House Passes Shutdown-Averting Measure, Senate Plans Still in Flux

Senate leaders working on a deal to raise spending caps.

The House on Tuesday approved a measure to fund most of the government on a continuing resolution for six weeks while providing full year appropriations to the Defense Department, despite warnings from congressional Democrats the bill will not make it out of the Senate without significant changes.

The measure would mark the fifth continuing resolution to come out of Congress in fiscal 2018. The current measure, which keeps agencies funded through Thursday, was agreed to after lawmakers allowed appropriations to expire last month and agencies were forced to shut down for three days. Lawmakers have yet to agree on any of the outstanding issues that led to that impasse, and Democrats are insisting the latest push to buy more time is dead on arrival.

The bill would fund all non-defense agencies through March 23 at fiscal 2017 levels. The Pentagon would receive $700 billion through Sept. 30, the end of the fiscal year. Democrats have rejected the so-called CRomnibus (CR-plus-omnibus), insisting that spending caps established by the 2011 Budget Control Act be raised for defense and non-defense agencies equally and in concert. Despite those concerns, the House passed the measure Tuesday evening with little Democratic support.

Rep. Rodney Frelinghuysen, R-N.J., the House Appropriations Committee chairman and author of the latest CR, said the bill was necessary to “ensure the programs and services that all Americans rely on are maintained and available to all.” More time, he added, will enable lawmakers to strike a longer term spending agreement.

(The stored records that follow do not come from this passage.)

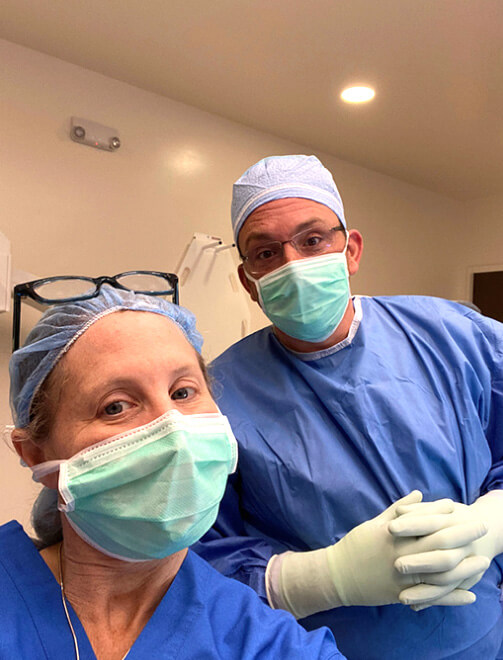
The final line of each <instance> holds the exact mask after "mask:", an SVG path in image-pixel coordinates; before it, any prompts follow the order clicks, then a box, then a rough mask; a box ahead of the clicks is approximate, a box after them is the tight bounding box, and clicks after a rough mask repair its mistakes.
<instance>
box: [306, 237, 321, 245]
mask: <svg viewBox="0 0 503 660" xmlns="http://www.w3.org/2000/svg"><path fill="white" fill-rule="evenodd" d="M321 240H322V239H321V236H308V237H307V238H306V239H305V240H304V243H303V245H304V246H305V247H308V248H313V247H318V246H319V244H320V243H321Z"/></svg>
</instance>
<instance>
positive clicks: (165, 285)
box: [115, 273, 173, 294]
mask: <svg viewBox="0 0 503 660" xmlns="http://www.w3.org/2000/svg"><path fill="white" fill-rule="evenodd" d="M115 279H116V281H117V282H118V283H119V284H120V285H121V286H123V287H124V288H126V289H130V290H131V291H136V292H137V293H158V294H163V293H170V292H171V291H172V290H173V287H172V286H171V285H170V283H169V282H168V280H167V279H165V278H164V277H162V276H161V275H155V274H153V273H131V274H130V275H121V276H120V277H116V278H115Z"/></svg>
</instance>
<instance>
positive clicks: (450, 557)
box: [389, 490, 503, 610]
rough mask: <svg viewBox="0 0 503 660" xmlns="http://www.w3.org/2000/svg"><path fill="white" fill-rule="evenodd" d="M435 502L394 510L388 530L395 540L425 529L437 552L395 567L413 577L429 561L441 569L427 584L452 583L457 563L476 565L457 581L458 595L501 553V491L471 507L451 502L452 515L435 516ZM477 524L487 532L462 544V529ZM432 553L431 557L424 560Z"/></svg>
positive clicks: (404, 506)
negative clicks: (395, 510) (445, 580)
mask: <svg viewBox="0 0 503 660" xmlns="http://www.w3.org/2000/svg"><path fill="white" fill-rule="evenodd" d="M439 501H441V500H439ZM439 501H437V502H428V503H415V504H407V505H400V506H398V507H397V515H398V516H399V517H398V518H396V519H395V520H394V521H392V522H391V523H390V525H389V531H390V532H391V533H392V534H393V535H394V536H395V537H396V538H404V537H409V536H413V535H416V533H417V530H418V528H419V527H420V528H421V530H422V531H424V530H429V534H430V537H429V539H430V541H431V543H432V545H433V546H436V547H437V550H433V549H432V552H430V553H423V555H422V556H419V555H409V556H408V557H401V558H399V559H397V561H396V562H395V567H396V569H397V570H398V571H399V572H400V573H402V574H403V575H407V574H409V573H412V574H414V573H417V572H421V571H422V570H423V566H424V565H425V562H426V563H429V562H430V561H431V560H432V559H433V560H434V561H435V562H437V561H438V565H439V566H442V567H443V568H442V571H443V572H440V573H439V574H437V575H436V576H430V579H429V580H428V582H430V584H442V582H443V581H445V580H450V581H452V578H453V576H452V570H451V568H452V567H453V566H454V565H459V562H460V560H461V562H462V563H463V564H464V565H465V566H467V565H468V562H470V563H471V565H472V566H473V567H474V568H476V567H477V563H478V564H479V570H478V571H476V572H474V573H473V574H472V575H467V576H466V577H465V578H464V579H463V580H462V581H460V582H459V584H458V586H457V591H458V592H461V591H462V590H467V589H470V588H471V587H473V586H474V585H475V584H476V583H477V582H478V581H479V580H480V579H481V577H482V576H483V574H484V572H485V571H486V570H487V569H488V568H489V565H490V563H491V561H492V560H493V558H494V557H495V556H496V555H498V554H500V553H501V552H503V491H501V490H495V491H491V492H489V493H487V494H486V495H484V496H482V497H480V498H479V499H478V500H476V501H475V502H474V503H473V504H471V505H466V504H460V503H457V502H452V513H451V514H448V515H437V513H436V511H435V510H434V508H432V507H434V506H435V505H437V504H438V502H439ZM443 501H445V500H443ZM448 501H450V500H448ZM477 524H479V525H481V526H484V527H485V528H486V529H487V533H486V534H485V535H484V536H481V537H480V538H478V539H471V540H468V539H466V542H463V541H464V540H465V539H464V538H463V537H464V535H465V532H466V530H467V529H469V528H470V527H473V526H474V525H477ZM432 554H435V556H434V557H428V555H432ZM465 558H466V559H465ZM443 604H444V603H443V602H442V599H441V598H440V599H435V600H434V601H432V602H430V603H429V604H423V605H418V604H416V605H414V606H413V609H415V610H420V609H424V608H425V607H429V606H431V605H443Z"/></svg>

“It is absolutely vital that all 12 of the regular appropriations bills be negotiated and signed into law,” Frelinghuysen said. “This CR will allow for additional time for a deal to be reached on topline spending levels for this fiscal year. Once this agreement is made, my committee will rapidly go to work with the Senate to complete the final legislation.”

Senate Minority Leader Chuck Schumer, D-N.Y., said Tuesday morning he and Senate Majority Leader Mitch McConnell, R-Ky., still have some issues to resolve on a larger spending agreement but they are closer to such a deal “than we have ever been.” Schumer said that House Republicans, however, were pushing a plan they knew would fail, as a House-backed bill would still require 60 votes in the Senate.

“House Republicans continue marching down a very partisan road, proposing a CRomnibus that will raise defense spending but leave everything else behind,” Schumer said, “and as I have said many times before, a CRomnibus will not pass the Senate. Speaker [Paul] Ryan and House Republicans keep running into the same brick wall.”

McConnell on Tuesday agreed that “bipartisan talks are continuing to progress toward an agreement on spending caps and important priorities all of us are eager to address.” He added that Congress should approve the CRomnibus to allow those talks to continue and to remove budget uncertainty for the military.

Schumer argued that funding increases for defense and non-defense should not be considered mutually exclusive. Congress has twice in recent years agreed to two-year budget deals that lifted spending caps for both domestic and defense spending.

“We don't want to do just one and leave the other behind,” Schumer said. “The sequester caps have arbitrarily imposed austerity on both sides of the ledger.”

Schumer and McConnell appeared to make progress toward a budget cap deal after meeting on Tuesday, with leaders in both parties suggesting an agreement was imminent.

“I'm optimistic that very soon we'll be able to reach an agreement,” McConnell said after the meeting. The Senate would likely attach the spending deal, which would boost defense caps by $80 billion and non-defense caps by $63 billion for fiscal years 2018 and 2019, to the CR before sending it back to the House.

House Speaker Ryan, R-Wis., said on Tuesday that Democrats were holding up a budget deal because they were focusing on other issues, such as a resolution for immigrants whose protective status on the Deferred Action for Childhood Arrivals program will soon expire.

“The only reason we do not have a full budget agreement is because Democrats continue to hold funding for our government hostage over an unrelated issue,” Ryan said. Asked whether non-defense agencies should also see a spending boost, the speaker again blamed Democrats for not allowing such a deal to move forward: “We have been trying to get a budget cap agreement for six months.”

House Minority Leader Nancy Pelosi, D-Calif., deflected blame back toward Ryan, accusing the majority party of “incompetence.”

“Republicans must stop governing from manufactured crisis to crisis, and work with Democrats to pass the many urgent, long overdue priorities of the American people,” Pelosi said.

House Majority Leader Kevin McCarthy, R-Calif., did not rule out the possibility that agencies will again be forced to close their doors.

“Unfortunately, last time we had to have a shutdown,” McCarthy said. “Hopefully we will not be in that situation again.”

President Trump reignited shutdown fears Tuesday afternoon, saying at a White House event he would support forcing agencies to shutter if “loopholes” in immigration laws that he said were responsible for allowing criminals to enter the country were not closed.

“If we don't change it, let's have a shutdown,” Trump said at the White House event. “We'll do a shutdown. And it's worth it for our country. I'd love to see a shutdown if we don't get this stuff taken care of.”